Pre-draft measurables
| Height | Weight | Arm length | Hand span | 40-yard dash | 10-yard split | 20-yard split | 20-yard shuttle | Three-cone drill | Vertical jump | Broad jump |
| 6 ft 1+3⁄4 in (1.87 m) | 192 lb (87 kg) | 33 in (0.84 m) | 9+1⁄4 in (0.23 m) | 4.50 s | 1.59 s | 2.65 s | 4.09 s | 6.90 s | 37.5 in (0.95 m) | 11 ft 2 in (3.40 m) |
All values from NFL Combine

===Pittsburgh Steelers===
Layne was selected by the Pittsburgh Steelers in the third round (83rd overall) of the 2019 NFL draft.

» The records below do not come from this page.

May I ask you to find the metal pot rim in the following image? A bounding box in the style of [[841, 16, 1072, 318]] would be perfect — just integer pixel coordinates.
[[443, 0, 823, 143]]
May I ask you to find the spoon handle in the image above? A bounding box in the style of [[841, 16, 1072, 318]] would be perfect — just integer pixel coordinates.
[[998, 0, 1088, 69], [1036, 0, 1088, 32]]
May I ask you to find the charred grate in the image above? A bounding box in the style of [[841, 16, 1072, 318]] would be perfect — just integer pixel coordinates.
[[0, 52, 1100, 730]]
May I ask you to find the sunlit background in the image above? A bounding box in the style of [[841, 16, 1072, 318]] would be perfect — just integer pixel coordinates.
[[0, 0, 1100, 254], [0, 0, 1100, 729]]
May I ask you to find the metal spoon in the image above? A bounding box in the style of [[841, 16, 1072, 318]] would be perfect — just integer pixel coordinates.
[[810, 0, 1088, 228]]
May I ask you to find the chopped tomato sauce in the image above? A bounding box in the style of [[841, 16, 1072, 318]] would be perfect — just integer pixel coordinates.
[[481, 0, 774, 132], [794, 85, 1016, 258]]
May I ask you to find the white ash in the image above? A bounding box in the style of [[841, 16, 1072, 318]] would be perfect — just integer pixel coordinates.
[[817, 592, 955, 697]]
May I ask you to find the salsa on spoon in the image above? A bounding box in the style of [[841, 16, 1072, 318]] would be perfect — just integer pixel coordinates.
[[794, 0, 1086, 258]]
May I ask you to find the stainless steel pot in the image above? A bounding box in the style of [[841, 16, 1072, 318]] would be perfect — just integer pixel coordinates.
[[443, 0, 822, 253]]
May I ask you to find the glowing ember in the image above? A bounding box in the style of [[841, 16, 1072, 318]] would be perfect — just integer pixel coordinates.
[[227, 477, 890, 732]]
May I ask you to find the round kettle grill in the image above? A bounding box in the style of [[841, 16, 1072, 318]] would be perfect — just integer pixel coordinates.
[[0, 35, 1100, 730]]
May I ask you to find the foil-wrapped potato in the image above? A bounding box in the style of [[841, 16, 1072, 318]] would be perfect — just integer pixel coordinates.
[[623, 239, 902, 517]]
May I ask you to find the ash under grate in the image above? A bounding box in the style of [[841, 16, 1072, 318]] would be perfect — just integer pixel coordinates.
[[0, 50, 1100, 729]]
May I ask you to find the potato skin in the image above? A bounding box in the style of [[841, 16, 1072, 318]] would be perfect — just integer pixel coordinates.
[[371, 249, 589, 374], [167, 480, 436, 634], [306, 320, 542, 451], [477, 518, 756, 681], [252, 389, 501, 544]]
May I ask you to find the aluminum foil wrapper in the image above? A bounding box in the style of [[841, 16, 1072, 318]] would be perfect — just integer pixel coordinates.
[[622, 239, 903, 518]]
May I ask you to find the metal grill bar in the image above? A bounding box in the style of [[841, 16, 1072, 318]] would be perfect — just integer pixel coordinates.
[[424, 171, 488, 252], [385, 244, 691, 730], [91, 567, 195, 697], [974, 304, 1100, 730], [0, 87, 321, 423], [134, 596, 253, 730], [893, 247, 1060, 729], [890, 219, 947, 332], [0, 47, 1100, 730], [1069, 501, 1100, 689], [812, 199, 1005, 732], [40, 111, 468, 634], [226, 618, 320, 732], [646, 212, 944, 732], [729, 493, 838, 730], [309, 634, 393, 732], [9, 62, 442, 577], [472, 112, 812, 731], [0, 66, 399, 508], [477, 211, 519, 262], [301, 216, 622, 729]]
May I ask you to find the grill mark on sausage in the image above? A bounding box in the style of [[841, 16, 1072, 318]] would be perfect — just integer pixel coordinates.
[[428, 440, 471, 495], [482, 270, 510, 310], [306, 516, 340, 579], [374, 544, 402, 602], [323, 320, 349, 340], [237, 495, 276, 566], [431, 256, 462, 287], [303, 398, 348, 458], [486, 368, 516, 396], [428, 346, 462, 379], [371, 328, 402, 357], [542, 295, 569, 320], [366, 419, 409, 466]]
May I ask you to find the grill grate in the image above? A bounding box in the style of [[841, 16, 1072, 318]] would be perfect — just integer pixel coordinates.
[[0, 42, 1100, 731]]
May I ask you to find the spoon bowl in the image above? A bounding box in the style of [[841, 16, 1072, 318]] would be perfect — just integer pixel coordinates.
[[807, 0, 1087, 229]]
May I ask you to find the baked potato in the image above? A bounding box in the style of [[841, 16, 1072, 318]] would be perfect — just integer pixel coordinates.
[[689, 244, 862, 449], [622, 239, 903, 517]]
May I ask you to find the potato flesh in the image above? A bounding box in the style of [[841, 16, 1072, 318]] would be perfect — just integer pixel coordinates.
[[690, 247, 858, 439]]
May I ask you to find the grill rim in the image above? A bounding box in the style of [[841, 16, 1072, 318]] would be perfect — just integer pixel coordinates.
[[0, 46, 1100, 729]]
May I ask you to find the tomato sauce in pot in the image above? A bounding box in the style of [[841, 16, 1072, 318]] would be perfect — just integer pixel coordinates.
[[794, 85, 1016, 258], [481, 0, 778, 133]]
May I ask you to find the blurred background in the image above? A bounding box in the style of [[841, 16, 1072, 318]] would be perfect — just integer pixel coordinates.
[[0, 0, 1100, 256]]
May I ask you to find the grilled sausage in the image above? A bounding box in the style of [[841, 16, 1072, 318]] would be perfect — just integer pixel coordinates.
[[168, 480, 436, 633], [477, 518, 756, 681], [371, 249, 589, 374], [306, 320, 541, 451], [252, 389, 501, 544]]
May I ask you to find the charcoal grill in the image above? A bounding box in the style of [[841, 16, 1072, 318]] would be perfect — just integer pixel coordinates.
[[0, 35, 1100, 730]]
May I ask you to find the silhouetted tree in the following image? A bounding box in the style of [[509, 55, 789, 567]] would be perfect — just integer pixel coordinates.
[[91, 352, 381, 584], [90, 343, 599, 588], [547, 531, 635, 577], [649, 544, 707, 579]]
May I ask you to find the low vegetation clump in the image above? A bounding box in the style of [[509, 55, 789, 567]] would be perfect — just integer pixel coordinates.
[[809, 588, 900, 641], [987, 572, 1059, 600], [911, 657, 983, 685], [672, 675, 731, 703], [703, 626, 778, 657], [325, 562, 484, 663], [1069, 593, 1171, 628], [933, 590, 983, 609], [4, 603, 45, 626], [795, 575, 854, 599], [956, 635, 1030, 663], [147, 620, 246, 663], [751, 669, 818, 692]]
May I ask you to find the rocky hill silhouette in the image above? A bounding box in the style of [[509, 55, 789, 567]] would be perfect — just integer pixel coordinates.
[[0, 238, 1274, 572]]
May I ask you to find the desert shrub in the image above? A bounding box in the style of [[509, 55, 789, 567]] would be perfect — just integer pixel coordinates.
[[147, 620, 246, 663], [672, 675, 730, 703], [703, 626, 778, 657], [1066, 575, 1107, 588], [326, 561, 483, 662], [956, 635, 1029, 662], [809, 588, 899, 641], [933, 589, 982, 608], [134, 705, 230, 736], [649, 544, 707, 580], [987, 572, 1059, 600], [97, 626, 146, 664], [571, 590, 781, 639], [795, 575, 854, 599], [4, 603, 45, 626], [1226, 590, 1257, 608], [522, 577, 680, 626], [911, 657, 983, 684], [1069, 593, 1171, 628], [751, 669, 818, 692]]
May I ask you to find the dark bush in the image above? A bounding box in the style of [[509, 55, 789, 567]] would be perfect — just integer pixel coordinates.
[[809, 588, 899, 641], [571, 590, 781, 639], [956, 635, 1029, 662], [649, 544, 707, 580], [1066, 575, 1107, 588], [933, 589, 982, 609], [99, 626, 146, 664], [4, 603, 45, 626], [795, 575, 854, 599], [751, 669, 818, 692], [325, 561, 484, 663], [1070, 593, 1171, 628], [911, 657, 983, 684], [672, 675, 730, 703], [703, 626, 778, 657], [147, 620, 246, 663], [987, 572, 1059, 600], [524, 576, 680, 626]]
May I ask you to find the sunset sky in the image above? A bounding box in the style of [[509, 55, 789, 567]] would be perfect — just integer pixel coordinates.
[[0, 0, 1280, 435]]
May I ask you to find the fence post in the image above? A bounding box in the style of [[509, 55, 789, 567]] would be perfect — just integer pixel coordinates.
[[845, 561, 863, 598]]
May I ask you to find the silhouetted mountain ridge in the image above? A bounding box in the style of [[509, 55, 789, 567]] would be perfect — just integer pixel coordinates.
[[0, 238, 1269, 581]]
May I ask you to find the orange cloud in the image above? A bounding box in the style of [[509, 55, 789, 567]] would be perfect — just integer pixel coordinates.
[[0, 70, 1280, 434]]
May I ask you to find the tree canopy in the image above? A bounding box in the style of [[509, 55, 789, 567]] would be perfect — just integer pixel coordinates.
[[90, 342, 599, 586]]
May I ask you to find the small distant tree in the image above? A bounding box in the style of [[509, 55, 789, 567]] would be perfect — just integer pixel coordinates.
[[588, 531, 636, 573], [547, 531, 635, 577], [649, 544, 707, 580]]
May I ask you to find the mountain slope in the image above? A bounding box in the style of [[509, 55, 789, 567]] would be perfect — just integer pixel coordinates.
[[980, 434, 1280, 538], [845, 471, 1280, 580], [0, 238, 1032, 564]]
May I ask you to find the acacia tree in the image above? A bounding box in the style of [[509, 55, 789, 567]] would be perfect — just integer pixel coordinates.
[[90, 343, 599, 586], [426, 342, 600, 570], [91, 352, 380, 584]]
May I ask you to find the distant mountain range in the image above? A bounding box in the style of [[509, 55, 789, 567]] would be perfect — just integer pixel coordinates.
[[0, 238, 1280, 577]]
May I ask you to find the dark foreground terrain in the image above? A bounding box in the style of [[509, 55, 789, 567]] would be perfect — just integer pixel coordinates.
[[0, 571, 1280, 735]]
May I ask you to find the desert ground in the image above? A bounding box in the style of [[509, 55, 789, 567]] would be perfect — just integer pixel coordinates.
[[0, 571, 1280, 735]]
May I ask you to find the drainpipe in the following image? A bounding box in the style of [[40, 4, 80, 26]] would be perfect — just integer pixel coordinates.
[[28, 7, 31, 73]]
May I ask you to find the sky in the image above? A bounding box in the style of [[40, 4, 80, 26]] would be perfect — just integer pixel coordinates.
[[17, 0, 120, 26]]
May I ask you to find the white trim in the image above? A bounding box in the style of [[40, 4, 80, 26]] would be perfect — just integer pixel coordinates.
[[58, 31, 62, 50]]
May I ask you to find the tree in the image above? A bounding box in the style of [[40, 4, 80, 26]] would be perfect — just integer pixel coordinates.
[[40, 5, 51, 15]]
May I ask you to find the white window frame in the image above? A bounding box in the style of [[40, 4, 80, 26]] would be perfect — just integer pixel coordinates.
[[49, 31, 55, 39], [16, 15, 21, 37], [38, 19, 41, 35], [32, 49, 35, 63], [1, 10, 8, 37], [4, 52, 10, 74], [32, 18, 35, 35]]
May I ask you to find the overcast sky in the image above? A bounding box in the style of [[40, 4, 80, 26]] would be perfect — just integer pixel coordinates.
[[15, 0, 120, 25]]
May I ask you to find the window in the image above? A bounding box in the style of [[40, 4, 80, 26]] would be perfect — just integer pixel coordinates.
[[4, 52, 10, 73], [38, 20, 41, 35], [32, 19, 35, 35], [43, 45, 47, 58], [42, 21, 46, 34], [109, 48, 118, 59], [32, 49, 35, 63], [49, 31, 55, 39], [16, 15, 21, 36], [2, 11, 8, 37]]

He briefly appeared in ten games in 2019, getting only three tackles on the season.

Layne was placed on the reserve/COVID-19 list by the Steelers on July 29, 2020. He was activated on August 11, 2020. He appeared in all 16 games for the Steelers, and collected 22 tackles on the year. On August 30, 2022, he was released by the Steelers.

===New York Giants===
On August 31, 2022, Layne was claimed off waivers by the New York Giants. On November 14, 2022, he was waived.

===Chicago Bears===
On November 15, 2022, the Chicago Bears claimed Layne off waivers. He was waived on December 20.

===Carolina Panthers===
On December 21, 2022, Layne was claimed off waivers by the Carolina Panthers, but did not report to the team. He was released on March 8, 2023.